Morehouse Newsroom

Morehouse Students Win Lexus-Toyota MakerSpace Competition : Morehouse College

Written by Morehouse College | Sep 13, 2019 4:00:00 AM

Eleven students from the Morehouse College MakerSpace Exploration Center have scored a first-place win in the 2019 Lexus Toyota-Building Legacy Dreaming Out Loud Next Generation Mobility Design Competition in Atlanta. The objective of the competition was “to challenge the next generation of designers to create new solutions to transportation and mobility issues.”

Morehouse’s first-place team won $1,500 recently with a conceptual project called “The WayFinder System,” designed to help people navigate in a more detailed way. Winners were: sophomore Caleb Baines, sophomore Robert Blaine, and junior Carter Bowdoin, all dual degree program majors at Morehouse.

“Winning this competition demonstrates the versatility of MakerSpace scholars,” said Lycurgus Muldrow, executive director of the HBCU STEM Undergraduate Success (STEM-US) Research Center at Morehouse College. “These are scholars who have branched out into innovation concerning transportation, and they are to be strongly congratulated.”

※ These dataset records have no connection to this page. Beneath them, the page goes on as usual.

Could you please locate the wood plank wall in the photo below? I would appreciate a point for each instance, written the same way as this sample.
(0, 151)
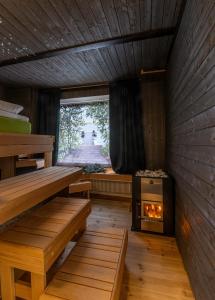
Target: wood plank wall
(191, 142)
(27, 97)
(153, 97)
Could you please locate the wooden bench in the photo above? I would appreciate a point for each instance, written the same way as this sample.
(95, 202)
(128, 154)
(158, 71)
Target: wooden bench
(82, 186)
(20, 193)
(93, 270)
(35, 242)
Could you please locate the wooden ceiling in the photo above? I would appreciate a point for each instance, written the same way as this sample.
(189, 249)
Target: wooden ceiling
(31, 27)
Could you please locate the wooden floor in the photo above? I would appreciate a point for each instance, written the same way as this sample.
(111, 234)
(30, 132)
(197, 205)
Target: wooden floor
(154, 269)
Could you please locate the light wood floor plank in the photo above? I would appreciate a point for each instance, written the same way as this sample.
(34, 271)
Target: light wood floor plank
(154, 268)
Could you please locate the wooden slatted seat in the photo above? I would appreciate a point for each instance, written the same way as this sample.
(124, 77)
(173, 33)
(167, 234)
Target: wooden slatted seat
(36, 241)
(93, 270)
(81, 186)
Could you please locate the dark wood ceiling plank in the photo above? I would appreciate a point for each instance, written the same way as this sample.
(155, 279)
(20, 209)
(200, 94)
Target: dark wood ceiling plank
(122, 58)
(109, 63)
(110, 13)
(58, 26)
(91, 64)
(74, 64)
(115, 60)
(20, 31)
(92, 46)
(71, 28)
(75, 12)
(100, 18)
(88, 17)
(122, 16)
(30, 20)
(49, 25)
(134, 15)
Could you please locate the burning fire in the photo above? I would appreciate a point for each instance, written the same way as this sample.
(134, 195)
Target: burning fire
(153, 211)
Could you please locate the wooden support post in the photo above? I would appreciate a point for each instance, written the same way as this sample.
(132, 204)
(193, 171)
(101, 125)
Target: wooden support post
(7, 282)
(38, 285)
(48, 159)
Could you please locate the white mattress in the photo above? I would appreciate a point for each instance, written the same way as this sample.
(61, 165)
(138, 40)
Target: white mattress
(7, 114)
(10, 107)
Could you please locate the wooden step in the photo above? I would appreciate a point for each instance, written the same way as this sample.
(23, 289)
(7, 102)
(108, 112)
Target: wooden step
(93, 270)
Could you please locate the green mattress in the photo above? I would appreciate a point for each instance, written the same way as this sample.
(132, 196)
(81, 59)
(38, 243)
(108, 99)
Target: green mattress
(14, 125)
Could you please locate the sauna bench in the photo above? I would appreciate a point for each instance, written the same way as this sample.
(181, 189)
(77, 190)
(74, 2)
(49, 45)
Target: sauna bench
(19, 193)
(35, 242)
(94, 268)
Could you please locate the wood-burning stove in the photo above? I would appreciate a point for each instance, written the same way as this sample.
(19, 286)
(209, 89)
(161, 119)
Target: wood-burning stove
(152, 205)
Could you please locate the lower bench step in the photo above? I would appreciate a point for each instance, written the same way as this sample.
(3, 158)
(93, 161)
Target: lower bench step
(93, 270)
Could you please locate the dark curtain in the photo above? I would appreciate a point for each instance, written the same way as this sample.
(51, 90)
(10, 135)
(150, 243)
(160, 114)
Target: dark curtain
(126, 127)
(49, 115)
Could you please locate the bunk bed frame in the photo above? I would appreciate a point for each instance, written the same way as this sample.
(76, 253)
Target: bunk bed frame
(12, 145)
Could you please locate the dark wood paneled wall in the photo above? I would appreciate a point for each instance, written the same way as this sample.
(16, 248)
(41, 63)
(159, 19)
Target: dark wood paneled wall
(27, 97)
(153, 97)
(191, 143)
(85, 92)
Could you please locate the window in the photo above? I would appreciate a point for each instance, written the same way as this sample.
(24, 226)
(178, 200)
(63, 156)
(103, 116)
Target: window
(84, 133)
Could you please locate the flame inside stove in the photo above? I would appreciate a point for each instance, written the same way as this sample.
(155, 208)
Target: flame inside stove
(153, 211)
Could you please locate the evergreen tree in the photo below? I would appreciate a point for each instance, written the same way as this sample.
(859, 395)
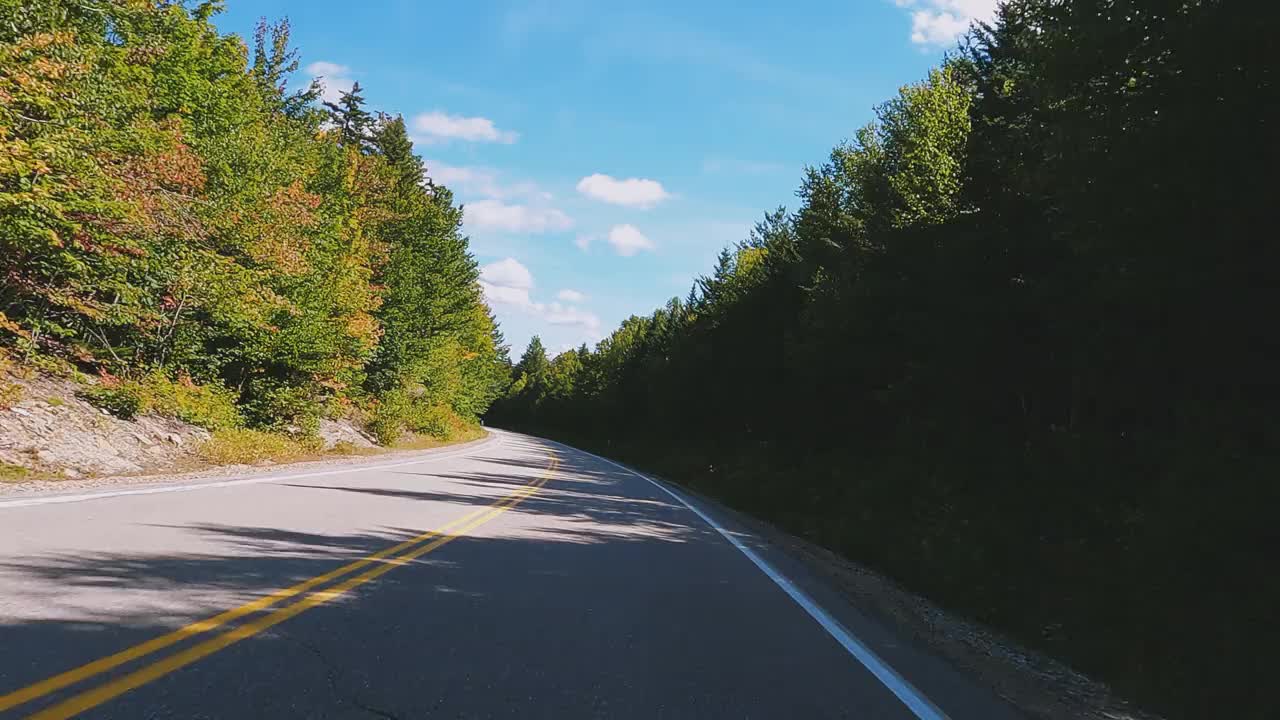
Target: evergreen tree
(351, 119)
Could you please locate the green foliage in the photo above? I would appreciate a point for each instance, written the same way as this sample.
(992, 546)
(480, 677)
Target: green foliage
(209, 406)
(124, 401)
(246, 446)
(1013, 327)
(169, 209)
(13, 473)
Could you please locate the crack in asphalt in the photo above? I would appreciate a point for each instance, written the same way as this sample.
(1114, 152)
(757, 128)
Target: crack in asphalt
(332, 673)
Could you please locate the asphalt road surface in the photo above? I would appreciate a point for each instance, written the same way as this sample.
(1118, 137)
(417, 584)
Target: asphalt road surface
(508, 578)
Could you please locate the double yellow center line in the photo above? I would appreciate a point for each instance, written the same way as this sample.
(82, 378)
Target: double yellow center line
(383, 561)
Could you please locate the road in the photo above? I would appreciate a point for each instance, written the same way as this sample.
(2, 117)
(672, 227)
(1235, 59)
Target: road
(508, 578)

The WayFinder System uses an app, proximity sensors, and a special walking stick designed to assist people who are visually impaired, explained Ayodeji Oyesanya, MakerSpace Engineering manager at the Morehouse College MakerSpace Exploration Center. 

“The WayFinder System incorporates regular eyeglasses with a proximity sensor so if you are about to walk into an obstruction, the sensor would relay that information through headphones that are connected to the glasses, which are also incorporated to the smartphone app,” Oyesanya explained. 

A technologically advanced walking stick is another big part of the WayFinder System. “The stick has sensors so that while people are walking, if they get to the edge of a street, it alerts them so they can top or avoid the obstruction,” says Oyesanya.

The system also uses Google Maps so that visually impaired people can find the safest routes to go. “People who have walked that route can say it’s safer than other routes available,” Oyesanya said.

No prototypes have been made from the conceptualized design, but students are considering making one to compete in other competitions.